Tovly's Blog

The Myth of the Introvert

Labels are an appealing method of rationalization.

February 09, 2020

Photo by [Joshua Eckstein](

Photo by Joshua Eckstein

I’ve often been presented with a narrative that I like to call the “the myth of the introvert.” The explanation goes something like this:

Shy people are not just uncomfortable in public situations, they enjoy and require significant periods of social isolation to thrive. There is nothing wrong with this, and we shouldn’t criticize people for this behavior, e.g. by judging someone for leaving a party early or refusing a social event.

On its face, I agree with this premise. If someone truly enjoys being alone, it’s rude to judge them for minimizing their social activities. The issue I have with this narrative is that it oversimplifies personalities, like all personality classifications do. It places sociability on a rigid spectrum that many do not fit into. For instance, some people, like me, may be shy but thrive on social interaction.
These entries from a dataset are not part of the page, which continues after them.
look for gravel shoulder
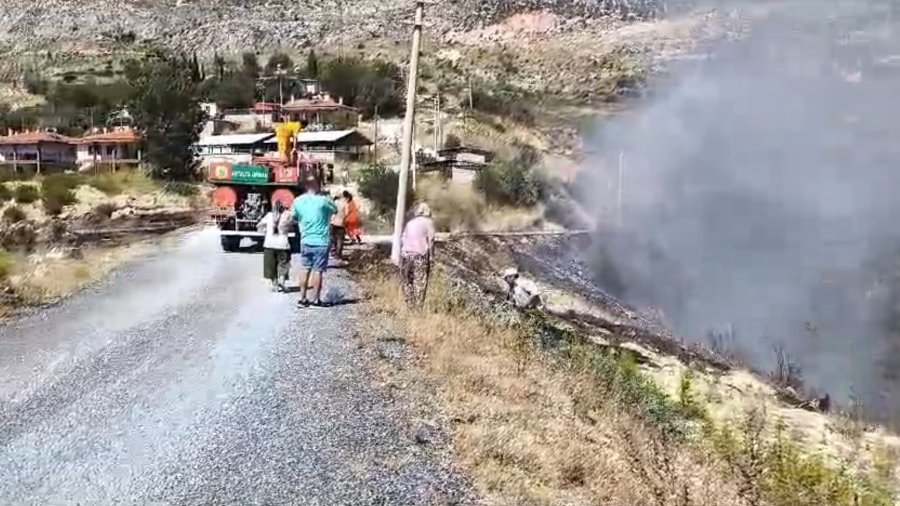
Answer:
[0,231,474,505]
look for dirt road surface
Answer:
[0,230,471,505]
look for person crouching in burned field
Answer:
[501,267,544,309]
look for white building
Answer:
[73,127,141,170]
[0,131,75,172]
[265,130,372,163]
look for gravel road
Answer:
[0,230,471,506]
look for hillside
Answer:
[0,0,660,53]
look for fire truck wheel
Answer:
[221,235,241,253]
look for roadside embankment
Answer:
[357,237,900,506]
[0,171,203,316]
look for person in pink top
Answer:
[400,202,435,309]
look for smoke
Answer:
[586,0,900,415]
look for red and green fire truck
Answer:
[207,152,325,252]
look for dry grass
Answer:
[4,234,165,308]
[356,266,746,506]
[363,258,897,506]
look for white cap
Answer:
[503,267,519,278]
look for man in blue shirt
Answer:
[291,185,337,307]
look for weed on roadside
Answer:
[356,260,893,506]
[3,206,27,224]
[13,184,41,204]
Perhaps I could be dissatisfied with too much social interaction but if that is the case, I’m nowhere near that point yet. During most downtime, I’d rather be hanging out with friends than doing something fun by myself; I’d guess that is the case for many people. Yet, if I go to a social event, especially one with unfamiliar people, I’m likely to leave before others. This is all to say that a variety of contextual factors affect behavior and “personalities.” Thus, am I an “introvert” or “extrovert”? The distinction seems pointless to me.
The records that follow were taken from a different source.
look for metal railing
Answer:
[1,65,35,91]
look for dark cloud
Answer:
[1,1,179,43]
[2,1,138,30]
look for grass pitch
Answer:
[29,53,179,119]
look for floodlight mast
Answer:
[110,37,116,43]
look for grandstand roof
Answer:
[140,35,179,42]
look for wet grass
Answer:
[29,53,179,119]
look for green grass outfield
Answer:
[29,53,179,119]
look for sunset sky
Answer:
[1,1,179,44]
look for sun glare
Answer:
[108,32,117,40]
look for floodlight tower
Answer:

Perhaps I am just projecting my own experiences, after all, it’s difficult to get into the mind of others. However, I suspect that the narrative of the introvert is also a coping mechanism and form of rationalization. Wikipedia lists some great examples of rationalization like: “I didn’t get the job that I applied for, but I really didn’t want it in the first place.” These thoughts serve to take dissatisfaction and justify it as a positive phenomenon. Initially, this can be viewed as having a positive result, after all, the rationalizer gains a positive view of the situation and their mood may be improved. However, in the long term, this rationalization obscures the root cause of the issue. This, in turn, deters the rationalizer from understanding, acknowledging, and ultimately addressing the issue. This may occur when people apply the narrative of introversion to themselves. When alone, perhaps feeling lonely, they can posit that “My issue is not a lack of effort to socialize and be sociable, I’m just an introvert so I need this social isolation.” For some people, this may be true. But for others, I suspect that this thought masks dissatisfaction and hinders effort and change. After all, achieving your desires, even social ones, is difficult and takes work. If such efforts seem too difficult or scary, or past attempts have failed, an escapist narrative is an appealing rationalization.
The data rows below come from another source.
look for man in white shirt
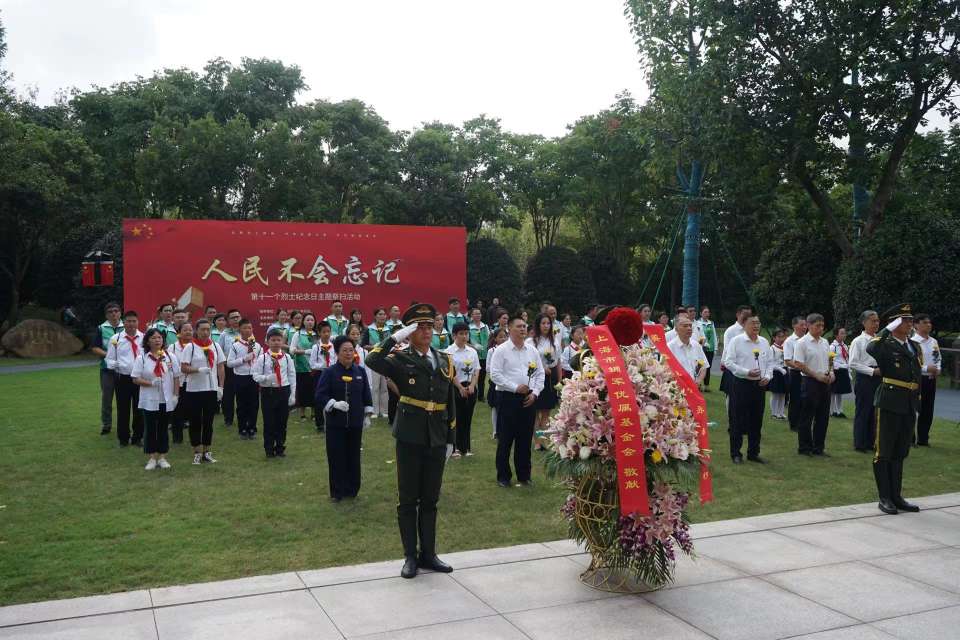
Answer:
[226,318,263,440]
[792,313,834,456]
[911,313,942,447]
[667,315,707,387]
[850,309,880,453]
[104,311,143,447]
[723,315,773,464]
[487,315,544,487]
[783,316,807,431]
Ultimately, I want to begin a discussion about this narrative because I believe its use as a rationalization technique can be harmful. Unfortunately, I have no data to back this up but if you’re a psychologist, I’d love to see a study on this! Likewise, if you’ve seen this rationalization in the real world, let me know in the comments; I’m interested to see if this belief is more widespread or if I’m just being a complete aggrandizing idiot.

As a final point, I want to be clear that this oversimplification is not a crisis or a significant harm upon people in the way that heteronormative labels or restrictions can be. However, I hope that by discarding the labels of “introvert” and “extrovert” we can reduce their use as rationalization tools and encourage people to seek out their best lives, however difficult such a pursuit may be.